25. Mai 2020 Kalle Kunkel: Gewerkschaftliche Arbeitszeit- und Leistungspolitik

Altes Terrain mit neuen Fragen

Totgeglaubte sterben nicht! Nach fast 30 Jahren weitgehender gewerkschaftspolitischer Abstinenz ist die Arbeitszeit- und Leistungspolitik zurück auf der Agenda. Hatten Kratzer et al. dieses Feld noch 2008 als »gerade nicht umkämpft« angesehen,[1] so hat sich seitdem ein buntes Panorama aus vielfältigen Aus­einandersetzungen entwickelt.

Zugleich hat sich das Gesicht der Auseinandersetzung gewandelt. Zielten frühere Auseinandersetzungen vor allem auf Arbeitszeitverkürzung, sind heute vor dem Hintergrund veränderter Produktions- und Managementtechniken die Arbeitsverdichtung und Entgrenzung sowie deren Folgen für die Beschäftigten (Erschöpfung, Burnout) ein wesentlicher Gegenstand der Kämpfe.

Die Gewerkschaften müssen deshalb die Arbeitszeit- mit der Leistungspolitik verbinden. Da gibt es nur wenige Erfahrungen. Für die Gewerkschaften lohnt es sich jedoch, sich auf dieses neue Terrain zu begeben, da insbesondere der Kampf gegen die Arbeitsverdichtung eine starke Mobilisierungskraft entfaltet und einen Beitrag zur gewerkschaftlichen Erneuerung leisten kann. Allerdings reduziert sich damit die Kompromissfähigkeit der Gewerkschaften im Gegensatz zu früheren Auseinandersetzungen, in denen die Arbeitszeitverkürzung zum Teil im Tausch für eine höhere Flexibilisierung der Arbeit erreicht wurde.


Experimentelle Vielseitigkeit

Der neue Aufschwung gewerkschaftlicher Arbeitszeitpolitik ist von einer fast schon experimentellen Vielseitigkeit geprägt. Die erste größere Auseinandersetzung, in der mit dem Thema Gesundheitsschutz zum Streik mobilisiert wurde, hatte bereits im Jahr 2009 im Sozial- und Erziehungsdienst des öffentlichen Dienstes stattgefunden. Während der dort erzielte Abschluss zum Thema Gesundheitsschutz jedoch eher vage blieb, wurde in dieser Auseinandersetzung vor allem eine bessere Bezahlung durchgesetzt. Dies entsprach seinerzeit auch der Prioritätensetzung von ver.di.

Die Gewerkschaft machte jedoch die Erfahrung, dass das Thema Belastung in der Arbeit eine enorme Mobilisierungskraft entfalten konnte. Damit wurde sichtbar, was seitdem durch zahlreiche Umfragen und insbesondere die Krankenstatistiken der Krankenkassen bestätigt wird: Die Belastung in der Arbeit durch Leistungsverdichtung und Zeitdruck hat sich zu einem manifesten Konfliktfeld zugespitzt.[2] Die Diskussion um eine neue Arbeits- und Leistungspolitik ist ein Ergebnis dieser Zuspitzung.
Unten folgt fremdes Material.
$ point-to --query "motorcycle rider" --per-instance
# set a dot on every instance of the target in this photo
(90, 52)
Auch die IG Metall machte ihre ersten (neuen) Gehversuche nicht mit einer tariflichen Initiative zur Arbeitszeit, sondern mit einem Vorschlag für eine Anti-Stress-Verordnung im Jahr 2012.[3] Seitdem finden Auseinandersetzungen sowohl um die Begrenzung der Belastung in der Arbeit (vor allem im Krankenhaussektor) als auch um die Verringerung der Arbeitszeit statt. Zu Letzterer hatte die Bahn-Gewerkschaft EVG den ersten breiter rezipierten Schritt gemacht.

Kalle Kunkel hat als Gewerkschaftssekretär die Tarifauseinandersetzungen um Personalregelungen an der Charité mit organisiert. Bei diesem Artikel handelt es sich um eine stark gekürzte und ergänzte Fassung des Beitrags in: Stützle, Ingo (Hrsg.): Work-Work-Balance. Marx, die Poren des Arbeitstags und die neuen Offensiven des Kapitals, Berlin 2020, S. 118-138.

[1] Nick Kratzer u.a. (2008): Leistungspolitik als Feld »umkämpfter Arbeit«, in: Prokla. Zeitschrift für kritische Sozialwissenschaften 150, S. 11-26.
[2] DAK: Psychoreport (2019): Entwicklung der psychischen Erkrankungen im Job. Langzeitanalyse 1997-2013, Hamburg.
[3] IG Metall: Anti-Stress-Verordnung. Eine Initiative der IG Metall, Frankfurt a.M. 2012.